GERMANY - The government has approved a host of reforms of Germany's investment law, including easing investment restrictions on open-ended real estate funds and institutional funds and cutting approval periods for new funds.

The reforms, which transpose an EU directive on investment funds, were first unveiled by the finance ministry in January. They must be passed by parliament to take effect.

While the initial reaction from German fund industry association was generally positive, the BVI objected to a requirement that investment funds disclose transaction costs and not just total costs, as is currently the case.

The association had argued that the requirement - the only of its kind in Europe - would harm the competitiveness of funds domiciled in Germany.

According to the BVI, that requirement has now been dropped along with another proposal to create two new classifications for open-ended real-estate funds, namely "security-oriented" or "return-oriented".

The BVI further welcomed a new provision whereby the real estate funds may invest up to 10% of assets in real estate investment trusts (REITs) - listed property firms that are tax-privileged.

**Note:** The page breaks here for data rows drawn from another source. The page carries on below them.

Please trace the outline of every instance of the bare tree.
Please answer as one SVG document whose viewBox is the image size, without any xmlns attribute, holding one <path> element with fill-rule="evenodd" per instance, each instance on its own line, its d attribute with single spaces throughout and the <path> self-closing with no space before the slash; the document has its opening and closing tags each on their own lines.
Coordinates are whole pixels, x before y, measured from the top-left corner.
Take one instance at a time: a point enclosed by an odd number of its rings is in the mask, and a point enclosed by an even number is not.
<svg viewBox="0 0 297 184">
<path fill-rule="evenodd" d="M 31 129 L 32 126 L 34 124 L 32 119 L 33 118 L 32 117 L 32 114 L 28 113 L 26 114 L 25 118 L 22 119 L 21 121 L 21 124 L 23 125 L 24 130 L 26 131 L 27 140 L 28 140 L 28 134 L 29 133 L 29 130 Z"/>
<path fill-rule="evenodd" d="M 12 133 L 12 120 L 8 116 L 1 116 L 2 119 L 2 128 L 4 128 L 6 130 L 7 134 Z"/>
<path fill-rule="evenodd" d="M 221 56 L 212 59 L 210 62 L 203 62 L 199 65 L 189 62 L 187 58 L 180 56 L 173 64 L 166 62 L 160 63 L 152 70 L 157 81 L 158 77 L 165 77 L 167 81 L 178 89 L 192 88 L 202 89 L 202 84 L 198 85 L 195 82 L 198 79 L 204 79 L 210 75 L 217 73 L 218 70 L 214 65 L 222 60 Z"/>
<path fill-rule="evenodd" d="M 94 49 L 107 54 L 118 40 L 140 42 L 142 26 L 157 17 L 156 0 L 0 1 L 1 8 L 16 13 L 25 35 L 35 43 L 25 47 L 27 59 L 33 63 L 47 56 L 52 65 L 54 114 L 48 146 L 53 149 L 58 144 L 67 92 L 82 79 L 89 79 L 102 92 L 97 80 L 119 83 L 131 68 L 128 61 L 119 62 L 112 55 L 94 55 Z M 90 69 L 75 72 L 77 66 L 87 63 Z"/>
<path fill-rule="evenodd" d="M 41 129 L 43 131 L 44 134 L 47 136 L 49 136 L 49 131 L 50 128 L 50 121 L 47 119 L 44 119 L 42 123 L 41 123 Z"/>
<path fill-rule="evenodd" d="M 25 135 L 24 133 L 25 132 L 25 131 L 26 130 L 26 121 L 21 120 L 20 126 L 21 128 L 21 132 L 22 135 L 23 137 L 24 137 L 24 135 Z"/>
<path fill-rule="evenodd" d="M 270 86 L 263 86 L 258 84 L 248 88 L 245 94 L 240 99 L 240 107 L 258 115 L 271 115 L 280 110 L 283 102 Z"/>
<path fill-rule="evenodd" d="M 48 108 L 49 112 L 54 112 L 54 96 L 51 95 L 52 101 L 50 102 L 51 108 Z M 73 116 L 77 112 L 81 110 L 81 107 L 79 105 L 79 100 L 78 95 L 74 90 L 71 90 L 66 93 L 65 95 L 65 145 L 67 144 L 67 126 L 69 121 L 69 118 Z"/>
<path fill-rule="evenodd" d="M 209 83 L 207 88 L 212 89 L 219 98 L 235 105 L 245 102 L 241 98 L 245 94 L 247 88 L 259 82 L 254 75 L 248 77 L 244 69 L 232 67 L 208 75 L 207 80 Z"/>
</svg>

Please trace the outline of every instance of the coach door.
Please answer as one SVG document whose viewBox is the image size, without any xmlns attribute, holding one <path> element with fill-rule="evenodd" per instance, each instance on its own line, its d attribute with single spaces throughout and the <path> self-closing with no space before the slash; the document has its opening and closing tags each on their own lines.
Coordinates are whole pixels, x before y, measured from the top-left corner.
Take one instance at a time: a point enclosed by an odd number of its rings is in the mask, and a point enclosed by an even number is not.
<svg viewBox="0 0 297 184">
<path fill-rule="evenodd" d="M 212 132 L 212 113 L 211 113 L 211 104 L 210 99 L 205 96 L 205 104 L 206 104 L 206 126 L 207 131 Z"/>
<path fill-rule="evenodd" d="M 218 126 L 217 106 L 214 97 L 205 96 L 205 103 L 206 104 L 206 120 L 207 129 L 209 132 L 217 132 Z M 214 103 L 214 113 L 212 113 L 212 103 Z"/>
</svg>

Meanwhile, investment restrictions on German institutional funds, known as Spezialfonds, are to be removed, though these vehicles must demonstrate to the regulator BaFin that they have a "balanced mixture of risk".

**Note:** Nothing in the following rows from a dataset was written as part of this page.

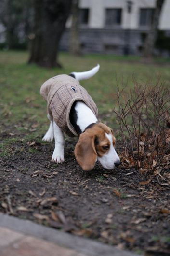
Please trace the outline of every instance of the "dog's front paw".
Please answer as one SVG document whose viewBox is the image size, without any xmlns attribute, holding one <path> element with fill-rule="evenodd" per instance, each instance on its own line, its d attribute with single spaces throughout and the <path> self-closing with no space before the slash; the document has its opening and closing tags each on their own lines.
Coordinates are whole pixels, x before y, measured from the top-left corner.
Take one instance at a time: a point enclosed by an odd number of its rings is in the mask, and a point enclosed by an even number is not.
<svg viewBox="0 0 170 256">
<path fill-rule="evenodd" d="M 47 132 L 43 137 L 42 141 L 43 142 L 52 142 L 53 138 L 53 133 Z"/>
<path fill-rule="evenodd" d="M 60 153 L 54 150 L 52 156 L 52 161 L 56 162 L 57 164 L 63 163 L 65 161 L 64 153 Z"/>
</svg>

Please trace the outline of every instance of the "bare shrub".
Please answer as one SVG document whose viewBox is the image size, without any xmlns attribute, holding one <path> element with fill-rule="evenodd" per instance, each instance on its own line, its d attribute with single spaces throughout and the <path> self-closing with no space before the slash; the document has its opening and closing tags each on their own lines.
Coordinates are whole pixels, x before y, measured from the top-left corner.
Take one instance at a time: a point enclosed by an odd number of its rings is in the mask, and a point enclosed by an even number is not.
<svg viewBox="0 0 170 256">
<path fill-rule="evenodd" d="M 170 168 L 170 91 L 163 84 L 136 83 L 134 90 L 125 95 L 117 87 L 118 109 L 114 112 L 124 142 L 123 164 L 160 173 Z"/>
</svg>

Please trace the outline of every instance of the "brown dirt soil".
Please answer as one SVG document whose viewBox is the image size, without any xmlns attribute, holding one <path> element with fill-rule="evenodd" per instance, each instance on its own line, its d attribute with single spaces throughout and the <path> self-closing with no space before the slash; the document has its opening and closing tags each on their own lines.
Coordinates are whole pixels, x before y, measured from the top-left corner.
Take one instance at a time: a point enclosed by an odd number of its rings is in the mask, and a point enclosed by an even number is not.
<svg viewBox="0 0 170 256">
<path fill-rule="evenodd" d="M 0 142 L 10 132 L 2 132 Z M 128 166 L 108 171 L 97 163 L 83 171 L 72 139 L 65 162 L 57 164 L 51 161 L 53 143 L 40 139 L 21 138 L 1 157 L 0 212 L 145 255 L 170 255 L 168 181 Z"/>
</svg>

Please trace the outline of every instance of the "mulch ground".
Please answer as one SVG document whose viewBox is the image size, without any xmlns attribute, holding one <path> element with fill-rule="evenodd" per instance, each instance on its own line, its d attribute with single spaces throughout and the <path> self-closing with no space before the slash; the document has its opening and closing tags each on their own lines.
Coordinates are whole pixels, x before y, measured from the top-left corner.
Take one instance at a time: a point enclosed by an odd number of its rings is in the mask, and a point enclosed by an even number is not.
<svg viewBox="0 0 170 256">
<path fill-rule="evenodd" d="M 15 136 L 14 128 L 4 130 L 0 142 Z M 67 139 L 65 162 L 57 164 L 53 143 L 40 138 L 21 137 L 1 157 L 1 212 L 138 253 L 170 255 L 170 170 L 149 177 L 128 164 L 108 171 L 97 163 L 83 171 L 76 140 Z"/>
</svg>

But the BVI said the government should further liberalise Spezialfonds by permitting private investors to buy shares of these funds. "The Spezialfonds launched in Luxembourg last February permit this, so those in Germany would be at a disadvantage," a spokeswoman said.

Other reforms approved by the government include requiring the BaFin the approve new funds for sale in Germany within four weeks.

Two new asset classes - infrastructure funds and special funds - have also been approved along with the sale of SICAVs - fund vehicles that are a Luxembourg export.

Finally, to improve corporate governance, the reforms require that one member of a supervisory board for a particular asset manager not be employed by that same manager.